1. tekir'e bir-iki kez yaylaya gitmisligim haricinde hic bilmedigim ancak otoban yuzunden artik kullanmadigimiz eski yolunu cok sevdigim ilcedir.

    eskiden ulukisla - pozanti arasi (eski otoban girisine kadar olan mesafe) arac trafigi acisindan oldukca zorlu da olsa en zevkli guzergah idi. ankara'dan otobusle yola ciktiktan sonra bir kitaba veya gazeteye gomulur, ancak ulukisla'da tren istasyonunun yanindan, evlerin icinden gecmeye basladik mi koltugumda dogrulup cama yapisir, hic bir seyi kacirmamaya calisirdim.

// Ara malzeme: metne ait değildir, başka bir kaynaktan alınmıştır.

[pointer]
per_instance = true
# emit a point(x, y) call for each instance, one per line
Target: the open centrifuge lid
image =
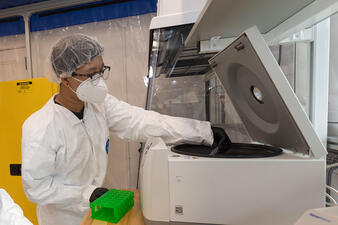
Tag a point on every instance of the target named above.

    gece veya gunduz en zevkli anlari idi bunlar seyahatin... kavak agaclari, meyve bahceleri, tas dusebilir/kaygan zemin uyari tabelalari, elle yazilmis av yasak uyarilari, bazen bir kaya ustune tunemis kocaman bir av kusu, vs. size oraya kadar hic degismeden gelen bozkirda yepyeni bir cesitlilik sunardi.

    cakit 1, 2, 3 diye kopruleri sayarken bir yandan da suyun hukmune boyun egmis, onla beraber kivrilip duran eski yolun kalintilarini gorebilir, zamaninda bu yollarin belki de kazma kurekle yapildigini dusununce hislenebilirdiniz.

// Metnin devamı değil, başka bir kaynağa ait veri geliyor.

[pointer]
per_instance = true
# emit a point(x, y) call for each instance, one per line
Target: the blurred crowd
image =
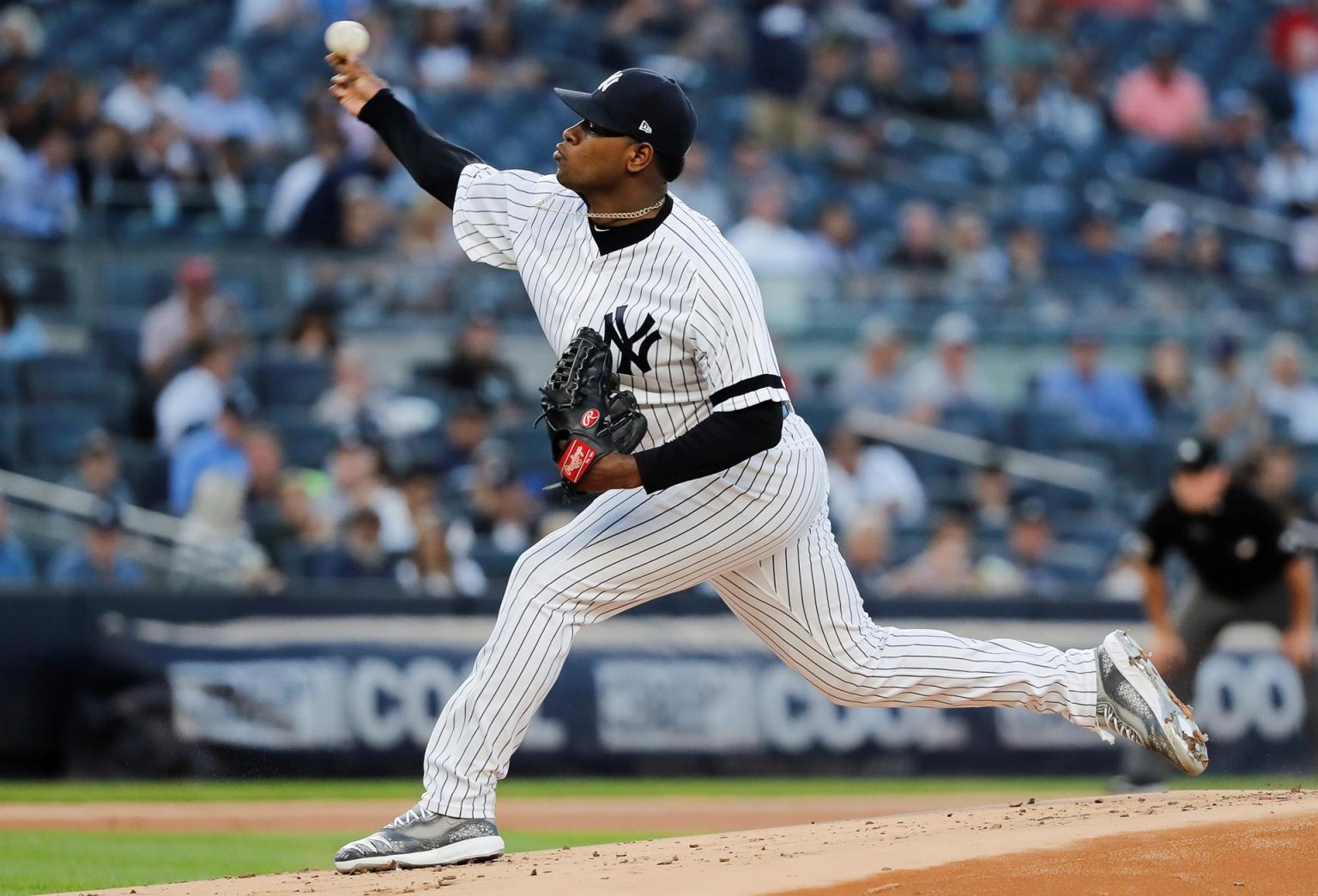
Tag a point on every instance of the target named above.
point(282, 455)
point(215, 138)
point(292, 463)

    olur da yolunuz duserse bi gun oyle virajlar gozunuze carpar ki oradan degil iki aracin, tek bir buyuk aracin bile nasil donebilecegine sasirirsiniz (ben cocukken babamin dedigine gore buralarda aynalar olurmus eskiden, karsidan gelen arac varsa onu gorebilmek icin).

    tren yolu da kah saginizdan kah solunuzdan size eslik eder, kimi zaman sari tugladan orulmus kemerli kopruler ustunden, kimi zaman uzaktan isli girisleri ufacik gorunen karanlik tuneller icinden.

    bir araba reklami vardi ya hani, iste ordaki yolculugun keyifli oldugu yollardan idi bu.